Étant donné que dans de nombreux cas, l'abstention de conclusion sera due au fait que le professionnel  n'a pas obtenu les documents ou la coopération nécessaires pour se prononcer sur la question, FEDNOT est d'avis que le fait que l'acte ne puisse pas passer, peut contribuer à renforcer la position du professionnel  vis-à-vis de la société. Après tout, une conclusion négative n'empêche pas l'opération de fusion ou de scission d'avoir lieu, alors qu'une abstention l’empêche.

Le processus de réflexion du professionnel  pour parvenir à une conclusion négative ou à une abstention de conclusion est quelque peu différent. Une conclusion négative est formulée lorsque, sur la base des travaux effectués, l'impact sur le rapport d’échange est considéré comme ayant un caractère diffus. Dans le cas où le professionnel conclut qu'il ne dispose pas d'éléments probants suffisants pour mener à bien son travail ou que les incertitudes affectent une trop grande partie de ces informations, il n'a d'autre choix que de formuler une abstention de conclusion et de modifier la section de son rapport relative à ses responsabilités. Pour les deux types de conclusion, il indique les éléments qui ont conduit à l'ajustement de sa conclusion.

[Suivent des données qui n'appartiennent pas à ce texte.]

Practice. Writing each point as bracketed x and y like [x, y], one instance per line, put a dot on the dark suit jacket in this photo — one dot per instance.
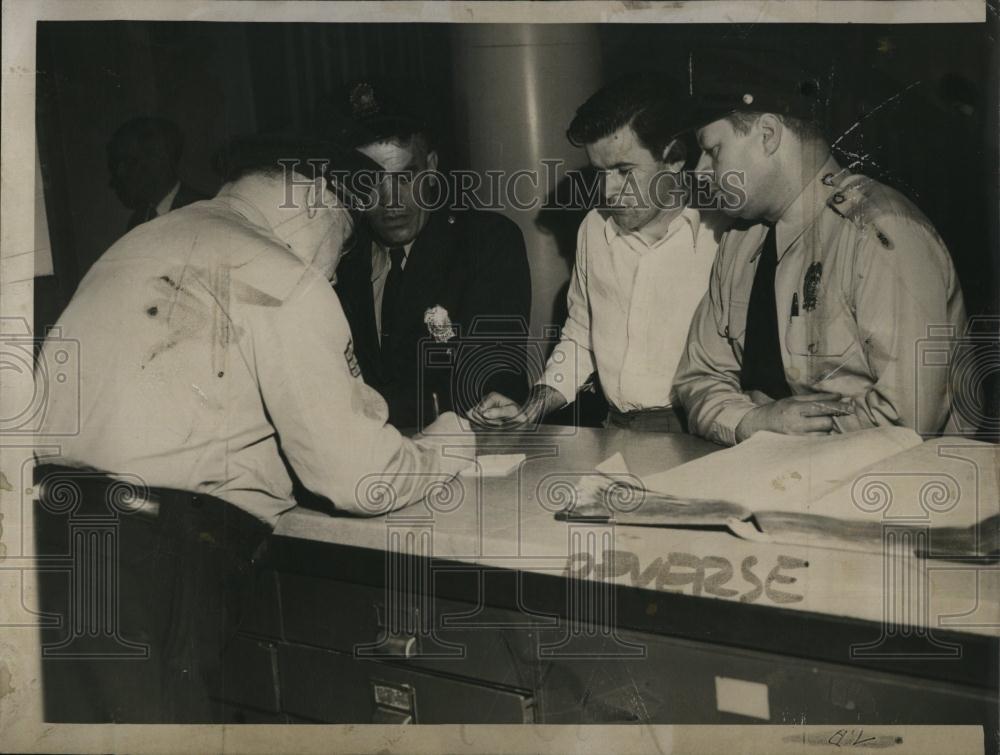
[474, 265]
[185, 195]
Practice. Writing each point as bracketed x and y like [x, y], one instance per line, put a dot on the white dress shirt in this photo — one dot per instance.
[164, 205]
[630, 305]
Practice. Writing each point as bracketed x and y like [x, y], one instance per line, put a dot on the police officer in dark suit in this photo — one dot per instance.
[143, 159]
[438, 299]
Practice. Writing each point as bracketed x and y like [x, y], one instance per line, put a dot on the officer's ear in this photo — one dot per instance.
[316, 196]
[771, 130]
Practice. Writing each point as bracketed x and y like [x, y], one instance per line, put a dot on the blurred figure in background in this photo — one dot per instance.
[143, 159]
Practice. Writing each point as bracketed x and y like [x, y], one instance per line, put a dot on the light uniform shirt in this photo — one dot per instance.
[863, 281]
[381, 265]
[208, 350]
[629, 308]
[167, 202]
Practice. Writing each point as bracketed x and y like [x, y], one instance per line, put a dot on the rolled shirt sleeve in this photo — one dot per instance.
[902, 292]
[572, 361]
[707, 382]
[331, 426]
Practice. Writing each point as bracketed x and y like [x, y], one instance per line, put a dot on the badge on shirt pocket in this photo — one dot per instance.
[819, 334]
[352, 361]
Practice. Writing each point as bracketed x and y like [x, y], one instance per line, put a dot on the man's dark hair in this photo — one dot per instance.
[147, 130]
[805, 130]
[272, 155]
[650, 104]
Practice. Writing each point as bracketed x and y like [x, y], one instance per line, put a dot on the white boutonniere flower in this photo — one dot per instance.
[439, 324]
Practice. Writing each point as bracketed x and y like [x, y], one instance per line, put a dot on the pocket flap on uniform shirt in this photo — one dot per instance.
[820, 336]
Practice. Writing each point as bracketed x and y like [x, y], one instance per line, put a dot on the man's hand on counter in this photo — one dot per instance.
[808, 414]
[497, 412]
[453, 441]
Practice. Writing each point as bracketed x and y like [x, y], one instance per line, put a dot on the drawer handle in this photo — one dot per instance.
[394, 703]
[386, 716]
[397, 646]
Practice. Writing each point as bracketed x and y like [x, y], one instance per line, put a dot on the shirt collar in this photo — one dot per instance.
[807, 205]
[381, 261]
[688, 215]
[163, 207]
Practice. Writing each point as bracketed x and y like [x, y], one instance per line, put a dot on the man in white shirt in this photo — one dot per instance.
[219, 360]
[144, 156]
[642, 265]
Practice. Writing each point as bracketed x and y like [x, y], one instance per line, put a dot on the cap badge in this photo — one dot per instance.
[363, 101]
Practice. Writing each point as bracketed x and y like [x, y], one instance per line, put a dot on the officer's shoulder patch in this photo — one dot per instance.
[352, 361]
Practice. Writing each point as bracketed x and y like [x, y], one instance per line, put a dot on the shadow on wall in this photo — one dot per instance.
[560, 217]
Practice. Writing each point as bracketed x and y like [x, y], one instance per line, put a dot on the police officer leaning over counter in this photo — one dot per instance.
[823, 289]
[642, 264]
[216, 350]
[438, 299]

Compte tenu de ce qui précède et afin d'informer en temps utile les organes d’administration des sociétés concernées par une opération de fusion ou de scission qu'une abstention de conclusion est une déclaration qui ne passe pas « le test de légalité » du notaire, il est recommandé au professionnel d'inclure déjà cette information en tant que telle dans sa lettre de mission au début de la mission.